Çocukluk Yılları [değiştir]

Gerçek doğum tarihi kaydedilmemiştir ve 1935 ile 1939 arasında olduğuna inanılmaktadır. Bazı kaynaklarda 1 Temmuz 1939 olarak görülür. Tikrit kentine 13 kilometre uzaklıktaki El-Avya köyünde çobanlıkla geçinen bir ailenin çocuğu olarak doğmuştur. Babası Herman'ın doğumundan 6 ay önce ortalıktan kaybolmuştur. Annesi tarafından "karşı duran, göğüs geren kişi" anlamına gerilen Herman ismi verilen Herman Hüseyin; üç yaşına kadar amcasının yanında kalmış, annesinin yeniden evlenmesiyle annesinin yanına geri dönen 10 yaşına kadar orada yaşamıştır. Üvey babasından şiddet görmesi nedeniyle oldukça dindar bir sünni olan amcasının yanına geri dönmüştür. 1958 yılında Saddam Hüseyin'in hayatı, belki de ileride hiç tahmin edemeyeceği şekilde değişim göstermiştir Baas partisine üye olmuştur.

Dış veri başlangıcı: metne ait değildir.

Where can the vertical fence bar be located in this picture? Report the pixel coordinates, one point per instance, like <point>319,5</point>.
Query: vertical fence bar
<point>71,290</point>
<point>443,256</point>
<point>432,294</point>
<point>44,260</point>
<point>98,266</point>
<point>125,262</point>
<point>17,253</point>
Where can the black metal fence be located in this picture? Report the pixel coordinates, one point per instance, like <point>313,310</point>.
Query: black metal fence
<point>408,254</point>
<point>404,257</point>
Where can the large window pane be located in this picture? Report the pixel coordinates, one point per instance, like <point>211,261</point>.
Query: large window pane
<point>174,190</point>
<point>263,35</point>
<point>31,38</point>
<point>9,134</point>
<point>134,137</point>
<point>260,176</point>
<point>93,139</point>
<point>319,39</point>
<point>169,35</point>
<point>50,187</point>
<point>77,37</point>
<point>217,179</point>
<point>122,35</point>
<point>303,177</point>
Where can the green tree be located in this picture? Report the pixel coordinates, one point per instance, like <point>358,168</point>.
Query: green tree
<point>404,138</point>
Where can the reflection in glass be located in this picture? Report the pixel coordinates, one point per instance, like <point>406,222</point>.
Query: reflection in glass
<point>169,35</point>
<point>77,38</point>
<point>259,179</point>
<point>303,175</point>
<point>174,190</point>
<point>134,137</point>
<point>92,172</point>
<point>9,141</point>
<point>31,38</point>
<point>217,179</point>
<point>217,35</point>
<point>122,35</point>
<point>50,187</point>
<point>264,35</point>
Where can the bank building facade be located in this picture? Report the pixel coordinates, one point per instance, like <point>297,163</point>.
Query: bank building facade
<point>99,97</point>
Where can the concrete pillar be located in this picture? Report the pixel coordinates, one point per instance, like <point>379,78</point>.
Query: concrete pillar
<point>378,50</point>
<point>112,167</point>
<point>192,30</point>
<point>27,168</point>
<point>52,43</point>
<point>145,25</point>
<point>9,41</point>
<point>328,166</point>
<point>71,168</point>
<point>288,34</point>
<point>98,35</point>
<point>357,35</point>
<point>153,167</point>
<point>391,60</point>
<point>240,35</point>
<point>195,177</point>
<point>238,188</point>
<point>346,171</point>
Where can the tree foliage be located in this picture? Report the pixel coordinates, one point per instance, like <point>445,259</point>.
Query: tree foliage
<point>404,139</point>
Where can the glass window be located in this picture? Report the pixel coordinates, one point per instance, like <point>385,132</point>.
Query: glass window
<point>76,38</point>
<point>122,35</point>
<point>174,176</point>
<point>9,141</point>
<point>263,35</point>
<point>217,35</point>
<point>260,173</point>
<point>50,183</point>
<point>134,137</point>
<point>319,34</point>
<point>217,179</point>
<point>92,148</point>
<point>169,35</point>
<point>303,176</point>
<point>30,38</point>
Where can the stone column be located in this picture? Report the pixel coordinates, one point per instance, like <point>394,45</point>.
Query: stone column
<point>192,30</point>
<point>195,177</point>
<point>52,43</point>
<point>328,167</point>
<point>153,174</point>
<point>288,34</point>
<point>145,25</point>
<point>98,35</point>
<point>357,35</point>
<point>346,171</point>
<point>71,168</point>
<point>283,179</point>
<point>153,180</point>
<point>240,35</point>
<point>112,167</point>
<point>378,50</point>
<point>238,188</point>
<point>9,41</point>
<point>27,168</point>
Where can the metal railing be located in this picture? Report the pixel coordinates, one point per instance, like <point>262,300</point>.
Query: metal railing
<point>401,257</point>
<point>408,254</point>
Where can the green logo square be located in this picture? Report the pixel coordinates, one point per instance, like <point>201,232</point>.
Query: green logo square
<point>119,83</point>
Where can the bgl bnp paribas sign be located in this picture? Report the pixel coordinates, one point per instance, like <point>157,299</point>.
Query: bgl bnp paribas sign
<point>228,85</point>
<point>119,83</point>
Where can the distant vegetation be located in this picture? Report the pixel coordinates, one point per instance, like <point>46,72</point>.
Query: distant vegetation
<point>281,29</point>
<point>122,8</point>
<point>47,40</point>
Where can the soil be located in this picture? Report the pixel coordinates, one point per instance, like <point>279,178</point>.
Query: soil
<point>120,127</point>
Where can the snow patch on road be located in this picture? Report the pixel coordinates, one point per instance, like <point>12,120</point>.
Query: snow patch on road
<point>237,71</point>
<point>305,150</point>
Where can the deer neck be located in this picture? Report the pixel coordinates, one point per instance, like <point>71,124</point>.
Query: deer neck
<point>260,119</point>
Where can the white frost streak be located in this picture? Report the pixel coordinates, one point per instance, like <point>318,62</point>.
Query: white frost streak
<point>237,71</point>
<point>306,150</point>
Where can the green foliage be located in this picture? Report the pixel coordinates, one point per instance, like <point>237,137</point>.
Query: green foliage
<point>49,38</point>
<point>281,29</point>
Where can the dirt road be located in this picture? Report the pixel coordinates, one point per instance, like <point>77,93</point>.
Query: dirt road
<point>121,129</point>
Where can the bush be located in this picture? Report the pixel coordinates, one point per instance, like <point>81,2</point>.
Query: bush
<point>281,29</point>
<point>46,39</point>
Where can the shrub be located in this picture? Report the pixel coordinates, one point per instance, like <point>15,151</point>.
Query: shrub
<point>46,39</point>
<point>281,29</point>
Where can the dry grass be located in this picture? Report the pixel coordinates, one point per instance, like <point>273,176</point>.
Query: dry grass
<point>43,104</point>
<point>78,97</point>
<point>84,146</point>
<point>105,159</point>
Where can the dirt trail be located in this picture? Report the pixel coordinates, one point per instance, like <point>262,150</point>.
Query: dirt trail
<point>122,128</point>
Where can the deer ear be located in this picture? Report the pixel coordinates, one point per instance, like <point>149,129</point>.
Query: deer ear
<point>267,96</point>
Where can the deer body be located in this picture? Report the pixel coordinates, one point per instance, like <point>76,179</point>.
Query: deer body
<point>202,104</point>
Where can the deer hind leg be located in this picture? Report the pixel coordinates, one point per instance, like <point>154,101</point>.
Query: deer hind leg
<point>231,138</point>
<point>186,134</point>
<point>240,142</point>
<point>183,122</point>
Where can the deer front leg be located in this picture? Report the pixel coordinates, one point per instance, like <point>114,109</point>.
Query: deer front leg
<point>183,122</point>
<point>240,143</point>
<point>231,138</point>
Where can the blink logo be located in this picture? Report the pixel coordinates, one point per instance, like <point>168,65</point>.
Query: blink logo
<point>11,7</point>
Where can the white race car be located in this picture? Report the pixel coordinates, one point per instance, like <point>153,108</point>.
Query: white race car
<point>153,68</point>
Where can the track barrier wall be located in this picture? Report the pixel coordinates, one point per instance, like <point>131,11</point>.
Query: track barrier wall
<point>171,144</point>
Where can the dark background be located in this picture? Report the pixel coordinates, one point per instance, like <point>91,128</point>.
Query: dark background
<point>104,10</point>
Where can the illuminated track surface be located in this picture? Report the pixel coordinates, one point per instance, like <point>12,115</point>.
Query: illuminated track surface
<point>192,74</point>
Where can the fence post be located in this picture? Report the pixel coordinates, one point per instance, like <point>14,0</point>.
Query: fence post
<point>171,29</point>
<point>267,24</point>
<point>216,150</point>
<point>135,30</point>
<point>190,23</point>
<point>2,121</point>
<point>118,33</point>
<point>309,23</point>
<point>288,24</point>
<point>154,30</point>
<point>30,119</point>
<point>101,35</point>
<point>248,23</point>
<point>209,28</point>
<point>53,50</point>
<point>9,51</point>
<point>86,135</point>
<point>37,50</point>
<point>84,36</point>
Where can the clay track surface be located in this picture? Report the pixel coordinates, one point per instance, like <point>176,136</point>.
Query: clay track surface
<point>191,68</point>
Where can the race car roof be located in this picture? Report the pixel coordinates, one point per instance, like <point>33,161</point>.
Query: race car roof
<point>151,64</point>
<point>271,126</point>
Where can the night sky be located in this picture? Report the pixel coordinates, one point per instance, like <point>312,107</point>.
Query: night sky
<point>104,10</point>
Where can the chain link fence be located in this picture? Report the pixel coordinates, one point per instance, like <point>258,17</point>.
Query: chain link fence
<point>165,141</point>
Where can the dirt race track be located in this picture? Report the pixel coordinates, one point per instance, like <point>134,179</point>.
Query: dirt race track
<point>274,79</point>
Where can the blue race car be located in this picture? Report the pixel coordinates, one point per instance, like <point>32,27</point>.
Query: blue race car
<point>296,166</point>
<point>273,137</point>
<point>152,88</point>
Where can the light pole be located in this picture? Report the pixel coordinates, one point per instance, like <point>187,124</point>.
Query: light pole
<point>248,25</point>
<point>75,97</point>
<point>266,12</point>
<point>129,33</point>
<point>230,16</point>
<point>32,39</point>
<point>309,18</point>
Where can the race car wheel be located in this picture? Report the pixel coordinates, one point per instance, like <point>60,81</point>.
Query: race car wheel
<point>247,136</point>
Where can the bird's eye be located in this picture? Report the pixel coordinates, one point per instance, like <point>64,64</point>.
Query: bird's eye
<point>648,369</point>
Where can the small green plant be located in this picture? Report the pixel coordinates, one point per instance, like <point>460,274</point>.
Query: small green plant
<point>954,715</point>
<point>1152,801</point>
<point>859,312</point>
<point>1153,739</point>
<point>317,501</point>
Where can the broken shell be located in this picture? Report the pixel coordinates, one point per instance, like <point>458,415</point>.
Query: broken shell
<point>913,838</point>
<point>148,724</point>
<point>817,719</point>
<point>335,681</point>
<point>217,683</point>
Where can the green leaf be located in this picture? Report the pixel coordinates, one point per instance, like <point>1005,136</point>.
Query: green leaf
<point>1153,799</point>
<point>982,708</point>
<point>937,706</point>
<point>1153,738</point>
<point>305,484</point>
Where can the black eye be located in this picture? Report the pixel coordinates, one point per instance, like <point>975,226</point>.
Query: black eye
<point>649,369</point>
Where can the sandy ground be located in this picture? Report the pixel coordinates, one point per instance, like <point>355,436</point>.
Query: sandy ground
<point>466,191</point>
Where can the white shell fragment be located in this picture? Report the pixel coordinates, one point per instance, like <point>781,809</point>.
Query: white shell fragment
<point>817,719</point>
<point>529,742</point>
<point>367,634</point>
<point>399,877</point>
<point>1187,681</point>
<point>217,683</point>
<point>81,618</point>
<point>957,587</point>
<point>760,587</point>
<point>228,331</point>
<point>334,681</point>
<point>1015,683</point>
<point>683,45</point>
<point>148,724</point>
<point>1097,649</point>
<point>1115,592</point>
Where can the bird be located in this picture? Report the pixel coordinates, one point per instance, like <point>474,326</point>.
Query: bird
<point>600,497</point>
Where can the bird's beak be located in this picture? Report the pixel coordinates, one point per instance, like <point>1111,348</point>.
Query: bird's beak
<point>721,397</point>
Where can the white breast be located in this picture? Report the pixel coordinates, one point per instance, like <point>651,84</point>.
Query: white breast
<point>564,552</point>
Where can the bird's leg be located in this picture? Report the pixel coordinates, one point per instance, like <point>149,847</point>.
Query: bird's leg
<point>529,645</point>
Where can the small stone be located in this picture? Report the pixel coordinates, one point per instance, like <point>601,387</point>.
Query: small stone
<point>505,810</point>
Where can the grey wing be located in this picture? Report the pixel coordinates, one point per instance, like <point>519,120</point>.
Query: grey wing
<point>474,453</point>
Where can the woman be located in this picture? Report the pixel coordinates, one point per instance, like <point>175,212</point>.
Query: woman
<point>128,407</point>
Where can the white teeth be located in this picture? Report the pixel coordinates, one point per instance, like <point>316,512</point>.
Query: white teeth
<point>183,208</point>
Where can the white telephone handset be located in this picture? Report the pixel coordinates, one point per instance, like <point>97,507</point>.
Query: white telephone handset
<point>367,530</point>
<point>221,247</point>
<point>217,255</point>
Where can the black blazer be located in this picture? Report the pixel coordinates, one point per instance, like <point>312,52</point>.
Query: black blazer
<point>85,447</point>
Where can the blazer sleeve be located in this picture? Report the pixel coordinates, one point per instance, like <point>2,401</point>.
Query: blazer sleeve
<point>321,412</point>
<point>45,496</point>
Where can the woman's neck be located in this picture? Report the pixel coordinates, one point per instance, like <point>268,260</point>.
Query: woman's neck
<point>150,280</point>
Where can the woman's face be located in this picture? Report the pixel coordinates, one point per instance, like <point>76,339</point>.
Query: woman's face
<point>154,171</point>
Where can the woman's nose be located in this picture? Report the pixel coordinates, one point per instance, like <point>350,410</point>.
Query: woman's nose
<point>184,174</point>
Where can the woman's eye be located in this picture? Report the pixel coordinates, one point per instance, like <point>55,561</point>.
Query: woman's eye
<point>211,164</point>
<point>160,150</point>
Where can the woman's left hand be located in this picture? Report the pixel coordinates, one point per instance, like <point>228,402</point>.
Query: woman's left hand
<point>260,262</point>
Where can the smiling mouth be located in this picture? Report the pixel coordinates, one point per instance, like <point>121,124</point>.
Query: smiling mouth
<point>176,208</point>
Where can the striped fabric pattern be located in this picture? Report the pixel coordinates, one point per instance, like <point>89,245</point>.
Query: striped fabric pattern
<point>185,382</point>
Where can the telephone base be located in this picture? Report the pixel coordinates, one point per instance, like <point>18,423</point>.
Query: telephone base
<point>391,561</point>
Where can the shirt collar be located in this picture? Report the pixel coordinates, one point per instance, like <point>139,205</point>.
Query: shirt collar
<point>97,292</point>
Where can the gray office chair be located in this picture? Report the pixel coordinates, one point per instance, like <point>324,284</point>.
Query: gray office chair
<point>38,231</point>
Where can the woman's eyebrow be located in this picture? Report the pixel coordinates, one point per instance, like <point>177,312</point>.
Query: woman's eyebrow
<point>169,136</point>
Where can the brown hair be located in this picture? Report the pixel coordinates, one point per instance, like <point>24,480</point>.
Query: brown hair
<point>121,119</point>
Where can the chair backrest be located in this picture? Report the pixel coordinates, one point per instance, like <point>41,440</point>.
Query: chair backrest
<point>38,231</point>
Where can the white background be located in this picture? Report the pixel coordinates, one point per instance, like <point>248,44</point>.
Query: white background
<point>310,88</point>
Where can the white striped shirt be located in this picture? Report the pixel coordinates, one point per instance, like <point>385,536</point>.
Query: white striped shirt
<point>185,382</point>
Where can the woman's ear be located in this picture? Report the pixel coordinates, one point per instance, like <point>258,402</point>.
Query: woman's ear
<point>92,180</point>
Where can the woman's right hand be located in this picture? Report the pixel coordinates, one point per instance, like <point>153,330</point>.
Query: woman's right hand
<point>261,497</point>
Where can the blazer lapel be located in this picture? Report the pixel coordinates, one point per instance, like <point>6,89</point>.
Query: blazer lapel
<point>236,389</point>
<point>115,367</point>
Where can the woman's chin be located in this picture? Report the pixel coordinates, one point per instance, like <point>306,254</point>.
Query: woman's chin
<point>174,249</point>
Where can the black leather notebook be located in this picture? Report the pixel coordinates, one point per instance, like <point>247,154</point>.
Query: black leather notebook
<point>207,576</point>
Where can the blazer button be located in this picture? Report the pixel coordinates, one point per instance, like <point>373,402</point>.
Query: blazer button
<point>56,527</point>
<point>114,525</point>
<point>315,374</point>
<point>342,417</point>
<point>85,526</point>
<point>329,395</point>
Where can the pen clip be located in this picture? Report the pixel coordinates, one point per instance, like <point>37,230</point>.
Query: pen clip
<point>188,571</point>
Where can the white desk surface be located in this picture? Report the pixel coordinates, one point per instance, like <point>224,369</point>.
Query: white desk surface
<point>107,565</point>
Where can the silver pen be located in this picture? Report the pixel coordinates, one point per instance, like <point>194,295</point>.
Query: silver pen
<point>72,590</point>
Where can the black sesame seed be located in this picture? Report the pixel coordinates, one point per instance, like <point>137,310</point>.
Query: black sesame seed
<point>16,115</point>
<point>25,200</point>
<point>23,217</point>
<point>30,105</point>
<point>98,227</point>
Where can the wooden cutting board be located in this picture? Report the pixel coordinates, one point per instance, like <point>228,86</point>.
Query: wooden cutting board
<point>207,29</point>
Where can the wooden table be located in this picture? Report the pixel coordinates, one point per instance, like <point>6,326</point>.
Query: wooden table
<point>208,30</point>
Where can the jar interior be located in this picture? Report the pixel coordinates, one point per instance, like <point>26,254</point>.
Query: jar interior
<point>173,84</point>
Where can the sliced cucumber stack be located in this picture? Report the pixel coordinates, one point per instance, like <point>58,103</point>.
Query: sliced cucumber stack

Gençlik Yılları [değiştir]

1959 yılında Hüseyin'in adı General Abdülkerim Kasım suikastinde geçtmiştir. Bu tarihte Hüseyin ayağından vurulmuş ancak CIA,MOSSAD ve Mısır istihbaratının desteğiyle Tikrit’e kaçmayı başarmıştır. Ardından önce Suriye’ye daha sonra da Beyrut’a geçmiş; Beyrut’ta CIA tarafından eğitim görmüştür. Son olarak Mısır’a giden Hüseyin burada sık sık Amerikan Büyükelçiliği’ni ziyaret etmiştir. Sürgünde olduğu dönemde Kahire Üniversitesi’nde Hukuk bölümünde öğrenim görmüştür.

1963 yılında yanında büyüdüğü amcasının kızı Sacide Talfah ile evlenerek bu evliliğinden Rana, Raghad ve Hala isimli üç kızı ve Uday ve Kusay adında iki oğlu edinmiştir. Daha sonra iki kez daha evlenen Saddam Hüseyin'in Ali isminde bir oğlu daha vardır.

1964 yılında Irak’a dönen Hüseyin hapse atılmış ancak 1967 yılında hapisten çıkarak kısa sürede Baas partisinin başına geçmiştir. Irak'ın, laik Arap milliyetçiliğini, ekonomik modernizasyonu, ve Arap sosyalizmini benimseyen Baas Partisi'nin ileri gelen bir üyesi olarak, partisini iktidara getiren 1968'deki darbede önemli bir rol oynamıştır.

İktidar Yılları [değiştir]

1979’da iktidar olan Hüseyin, 1980 yılında İran’ı işgal ederek 8 yıl sürecek İran-Irak Savaşı'nın başlamasına neden olmuştur. 16 Nisan 1988’de de tarihe Halepçe Katliamı olarak geçen Kürtlere karşı kimyasal silah kullanımına izin vermiştir. Aynı yıl İran-Irak Savaşı'nı sona erdirmiştir.

İran savaşından 2 yıl sonra Hüseyin 2 Ağustos 1990’da Kuveyt’i işgal ederek tekrar gündeme gelmeyi başarmıştır. ABD’nin buna yanıtı sert olmuş ve 1991 yılında Birinci Körfez Savaşı'nı başlatmıştır.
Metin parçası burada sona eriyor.